Bir Aszu en az 2 yılı fıçıda olmak üzere üç yıl dinlendirilerek satılabilir. Tokaj’da kilometrelerce uzunluktaki kavlar bölgeye özeldir. Kav duvarlarının tamamı ipeksi kav küfü denilen Cladosporium Cellare ile kaplıdır ki bu küf kavda yüksek nem oranının oluşmasını sağlar. Fıçılar ise oksidasyona izin verilecek ölçüde tam kapatılmaz. Ziyaret ettiğimiz Tokaj Kereskedöhaz’ın  üçer katlı 5,5 ve 3,5 km uzunluğundaki iki ayrı kavında 3500 fıçı ve yüzyıl başından bu yana saklanan binlerce şişede yaklaşık 25.000 hektolitre şarap bulunuyordu. Kereskedöhaz 150 hektar bağ ve yılda 8 milyon şişe kapasite ile Macar devletinin sahibi olduğu Tokaj’daki en büyük üreticidir.

Bölgenin, bağların ve Macarların Türklerle tek bağları ayakkabıya ‘pabuç’ demeleri değildir. Bölgeyi kasıp kavuran Osmanlı kış gelipte kar yağdığında geri çekilmiş ve sığındıkları kaleden çıkan yerli halk bağların küf hastalığı ile perişan olduğunu görmüşlerdir. Bir rahip yine de şarap yapmayı deneyecektir 1631 yılında. Bu yapılan ilk Aszu Tokaj şarabıdır ve aradan uzun yıllar geçmeden İsveç kralından, Habsburg hanedanına ve Kral 14. Lui’ye ‘kralların şarabı, şarabın kralı’ olarak tarif edilecektir Tokaj.

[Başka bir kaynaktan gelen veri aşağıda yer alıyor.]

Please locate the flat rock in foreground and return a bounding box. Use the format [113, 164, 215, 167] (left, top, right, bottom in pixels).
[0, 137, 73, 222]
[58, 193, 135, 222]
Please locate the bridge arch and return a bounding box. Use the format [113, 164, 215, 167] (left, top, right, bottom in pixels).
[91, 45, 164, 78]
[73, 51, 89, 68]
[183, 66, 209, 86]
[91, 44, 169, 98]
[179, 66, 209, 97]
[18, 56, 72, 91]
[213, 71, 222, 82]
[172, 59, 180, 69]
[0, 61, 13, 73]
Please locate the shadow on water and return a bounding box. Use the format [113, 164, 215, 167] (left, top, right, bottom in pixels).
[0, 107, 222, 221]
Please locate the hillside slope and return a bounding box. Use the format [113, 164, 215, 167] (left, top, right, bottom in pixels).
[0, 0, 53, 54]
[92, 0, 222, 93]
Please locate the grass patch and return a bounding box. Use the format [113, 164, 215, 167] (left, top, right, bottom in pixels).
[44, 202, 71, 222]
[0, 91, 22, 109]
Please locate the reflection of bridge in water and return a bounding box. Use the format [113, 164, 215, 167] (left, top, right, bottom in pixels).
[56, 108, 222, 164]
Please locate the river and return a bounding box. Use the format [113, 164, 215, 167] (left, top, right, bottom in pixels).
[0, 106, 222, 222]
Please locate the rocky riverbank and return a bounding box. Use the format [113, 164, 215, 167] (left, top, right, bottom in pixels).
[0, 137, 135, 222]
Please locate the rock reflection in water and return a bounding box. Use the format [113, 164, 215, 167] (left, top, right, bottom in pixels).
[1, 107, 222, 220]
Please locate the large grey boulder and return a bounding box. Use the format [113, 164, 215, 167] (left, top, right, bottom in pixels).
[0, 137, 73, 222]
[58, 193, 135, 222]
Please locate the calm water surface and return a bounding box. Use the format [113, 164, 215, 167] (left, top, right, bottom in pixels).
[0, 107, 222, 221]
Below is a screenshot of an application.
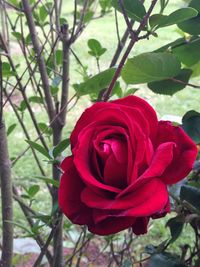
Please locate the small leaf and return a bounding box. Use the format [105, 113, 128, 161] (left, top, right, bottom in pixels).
[158, 7, 198, 28]
[52, 138, 70, 158]
[7, 123, 17, 136]
[11, 32, 22, 41]
[73, 68, 116, 96]
[2, 62, 15, 78]
[26, 140, 51, 159]
[28, 185, 40, 198]
[148, 69, 192, 95]
[180, 185, 200, 210]
[177, 14, 200, 35]
[122, 53, 181, 84]
[172, 37, 200, 67]
[87, 39, 107, 58]
[124, 88, 139, 97]
[182, 110, 200, 144]
[51, 75, 62, 87]
[112, 0, 146, 21]
[50, 86, 59, 96]
[38, 122, 53, 135]
[34, 176, 59, 188]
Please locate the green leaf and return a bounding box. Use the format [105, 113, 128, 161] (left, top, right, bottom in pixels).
[149, 14, 167, 28]
[38, 122, 53, 135]
[26, 140, 51, 159]
[148, 69, 192, 95]
[50, 86, 59, 96]
[148, 252, 187, 267]
[122, 53, 181, 84]
[87, 39, 107, 58]
[28, 96, 44, 104]
[182, 110, 200, 144]
[34, 176, 59, 188]
[189, 0, 200, 13]
[2, 62, 15, 78]
[39, 5, 48, 22]
[52, 138, 70, 158]
[172, 37, 200, 67]
[51, 75, 62, 87]
[18, 100, 27, 112]
[177, 15, 200, 35]
[154, 38, 187, 53]
[155, 7, 198, 28]
[166, 216, 184, 243]
[112, 0, 146, 21]
[124, 88, 139, 97]
[55, 49, 63, 65]
[27, 184, 40, 198]
[83, 10, 94, 23]
[6, 220, 34, 237]
[7, 123, 17, 136]
[73, 68, 116, 96]
[180, 185, 200, 213]
[99, 0, 112, 13]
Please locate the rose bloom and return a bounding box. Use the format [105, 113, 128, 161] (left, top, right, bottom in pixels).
[58, 96, 197, 235]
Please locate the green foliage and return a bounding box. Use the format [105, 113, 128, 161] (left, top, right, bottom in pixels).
[87, 39, 107, 59]
[148, 253, 186, 267]
[26, 140, 51, 159]
[180, 185, 200, 211]
[150, 7, 198, 29]
[73, 68, 116, 96]
[166, 216, 184, 243]
[7, 123, 17, 136]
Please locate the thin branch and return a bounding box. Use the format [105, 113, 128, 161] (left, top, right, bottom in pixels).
[70, 0, 77, 40]
[33, 211, 59, 267]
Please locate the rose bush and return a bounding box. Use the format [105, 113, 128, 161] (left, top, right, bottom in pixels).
[59, 96, 197, 235]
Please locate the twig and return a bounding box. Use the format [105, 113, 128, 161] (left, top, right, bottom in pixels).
[102, 0, 158, 102]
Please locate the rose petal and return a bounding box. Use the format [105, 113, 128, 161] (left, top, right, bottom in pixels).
[81, 178, 168, 217]
[103, 155, 127, 189]
[157, 121, 197, 184]
[117, 142, 174, 198]
[58, 156, 93, 225]
[88, 217, 135, 235]
[112, 96, 158, 140]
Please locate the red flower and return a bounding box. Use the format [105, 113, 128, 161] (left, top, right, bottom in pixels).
[59, 96, 197, 235]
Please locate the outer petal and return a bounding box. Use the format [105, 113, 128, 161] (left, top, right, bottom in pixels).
[112, 96, 158, 140]
[157, 121, 197, 184]
[58, 156, 93, 225]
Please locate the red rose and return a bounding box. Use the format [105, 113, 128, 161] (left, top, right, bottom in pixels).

Atatürk Orman Çiftliği’ni kuranlar ve meşhur AOÇ Boğa Kanı şarabını yapanlarda Macar bağcı ve şarapçılardır. ‘Egri’ bağ bölgesinde yıllardır ürettikleri ‘BİKAVER’ yani boğa kanı ismini bir de Türkçe vermişlerdir Ankara’daki şaraba.

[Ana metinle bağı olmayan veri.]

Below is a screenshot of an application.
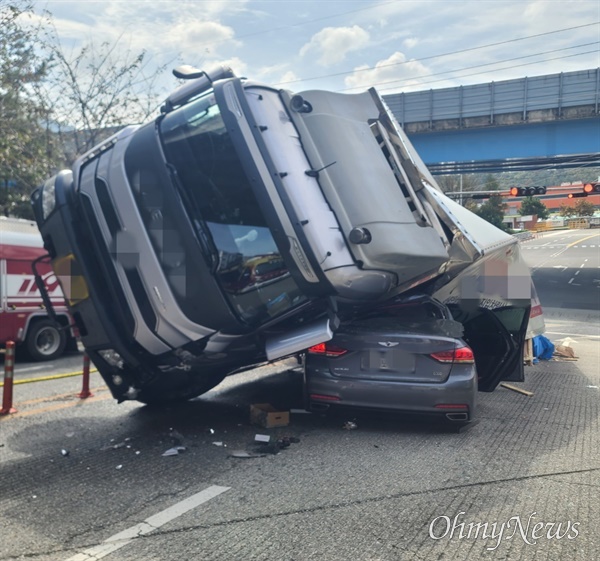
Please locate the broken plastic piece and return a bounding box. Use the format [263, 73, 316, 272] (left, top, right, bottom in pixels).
[161, 446, 187, 456]
[228, 450, 265, 458]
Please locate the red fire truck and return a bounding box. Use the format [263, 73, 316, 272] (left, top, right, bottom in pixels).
[0, 217, 77, 360]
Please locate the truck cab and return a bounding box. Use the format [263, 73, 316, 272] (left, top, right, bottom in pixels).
[32, 67, 531, 402]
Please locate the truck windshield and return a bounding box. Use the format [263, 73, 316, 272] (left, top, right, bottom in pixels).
[160, 94, 305, 324]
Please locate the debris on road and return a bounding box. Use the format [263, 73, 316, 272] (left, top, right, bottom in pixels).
[554, 345, 578, 361]
[250, 403, 290, 429]
[500, 382, 533, 397]
[229, 450, 265, 458]
[169, 429, 184, 444]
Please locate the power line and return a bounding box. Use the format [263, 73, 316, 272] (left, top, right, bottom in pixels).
[370, 50, 598, 91]
[337, 41, 600, 91]
[276, 21, 600, 86]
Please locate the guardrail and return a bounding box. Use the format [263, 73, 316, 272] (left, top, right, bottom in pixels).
[0, 341, 97, 416]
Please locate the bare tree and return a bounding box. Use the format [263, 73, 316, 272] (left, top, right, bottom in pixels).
[43, 25, 166, 165]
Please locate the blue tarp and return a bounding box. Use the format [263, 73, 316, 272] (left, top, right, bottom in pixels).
[533, 335, 554, 360]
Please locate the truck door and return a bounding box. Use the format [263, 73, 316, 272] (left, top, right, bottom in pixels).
[463, 307, 529, 392]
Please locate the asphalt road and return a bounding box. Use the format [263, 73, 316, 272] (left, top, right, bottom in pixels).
[521, 229, 600, 316]
[0, 231, 600, 561]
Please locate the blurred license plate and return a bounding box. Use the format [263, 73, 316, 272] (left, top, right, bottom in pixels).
[369, 349, 415, 372]
[52, 253, 89, 306]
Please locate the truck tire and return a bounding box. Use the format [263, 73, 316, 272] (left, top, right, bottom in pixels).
[25, 319, 67, 360]
[136, 374, 225, 405]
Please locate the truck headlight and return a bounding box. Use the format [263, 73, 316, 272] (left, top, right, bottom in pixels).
[42, 178, 56, 220]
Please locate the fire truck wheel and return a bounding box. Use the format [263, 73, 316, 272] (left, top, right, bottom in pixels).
[25, 319, 67, 360]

Transilvanya ve Macar prensi olarak bilinen II. Ferenc Rakoczi Avusturya İmparatorluğu’na karşı başlatılan bağımsızlık hareketinin öncülerindendir. Savaşı kaybeden Rakoczi 1715  yılında Osmanlı Devleti’nin davetini kabul etmiş ve Tekirdağ’a yerleşerek orada yaşamıştır. 1735 yılında ölen Rakoczi İstanbul’da Saint Benoit Lisesi şapeline gömülmüştür.

Bölgedeki bağların %70’i Furmint, %20’si Herslevelü, %7’si Sarı Muskat (muscat lunel) ve kalan %3’ü Zeta, Köverszölö ve Kabar’dır. Yaklaşık 6000 hektar bağ alanı vardır. Üretim anlatılan zor koşullar (beklenen doğal mucizeler) nedeniyle son yüzyılda yılda 40 ila 352 bin hektolitre arasında değişmiştir. Bazı yıllar asil küf gelişmemiş ve Azsu yapılamamıştır. Son yüzyıldaki en muhteşem vintage 1972’dir. Günümüze yakın iyi yıllar  91, 99, 2003, 07 ve 08’dir.

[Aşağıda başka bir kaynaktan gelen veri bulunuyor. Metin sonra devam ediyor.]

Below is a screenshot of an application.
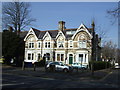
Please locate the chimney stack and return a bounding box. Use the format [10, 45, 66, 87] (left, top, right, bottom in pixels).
[58, 21, 66, 30]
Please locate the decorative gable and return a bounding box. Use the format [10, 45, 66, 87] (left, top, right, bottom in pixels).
[24, 28, 38, 41]
[72, 24, 92, 39]
[43, 32, 52, 41]
[56, 31, 65, 39]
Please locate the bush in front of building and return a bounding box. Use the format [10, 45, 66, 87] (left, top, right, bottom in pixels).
[36, 60, 45, 67]
[89, 61, 112, 71]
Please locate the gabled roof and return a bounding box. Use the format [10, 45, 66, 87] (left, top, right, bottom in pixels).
[25, 25, 92, 39]
[32, 28, 40, 37]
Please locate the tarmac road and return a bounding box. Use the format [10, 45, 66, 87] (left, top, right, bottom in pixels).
[2, 64, 120, 89]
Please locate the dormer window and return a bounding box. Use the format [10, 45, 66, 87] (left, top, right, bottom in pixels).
[29, 42, 34, 48]
[38, 42, 41, 48]
[69, 40, 73, 48]
[79, 40, 86, 48]
[45, 42, 50, 48]
[58, 41, 64, 48]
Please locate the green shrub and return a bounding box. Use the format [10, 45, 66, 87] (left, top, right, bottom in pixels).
[89, 61, 111, 71]
[36, 60, 45, 67]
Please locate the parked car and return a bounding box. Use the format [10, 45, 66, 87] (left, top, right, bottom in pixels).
[46, 62, 72, 72]
[72, 63, 87, 69]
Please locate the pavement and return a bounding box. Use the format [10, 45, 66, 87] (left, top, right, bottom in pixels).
[2, 65, 110, 81]
[2, 65, 120, 89]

Önemli üreticiler arasında Tokaji Kereskedöhaz, Stéphanie Berecz (Disznoko Rt).
Istvan Szepsy ve Janos Arvay sayılabilir.
İlk apelasyonu 1737 yılında gerçekleştirmiş Tokaj bölgesi 2002’de Unesco tarafından ‘Dünya Mirası Bölgesi’ olarak ilan edilmiştir.
Kötü haberi en sona bırakalım: Bu yıl eylül yağışları olmamış ve asil küf gelişmemiştir.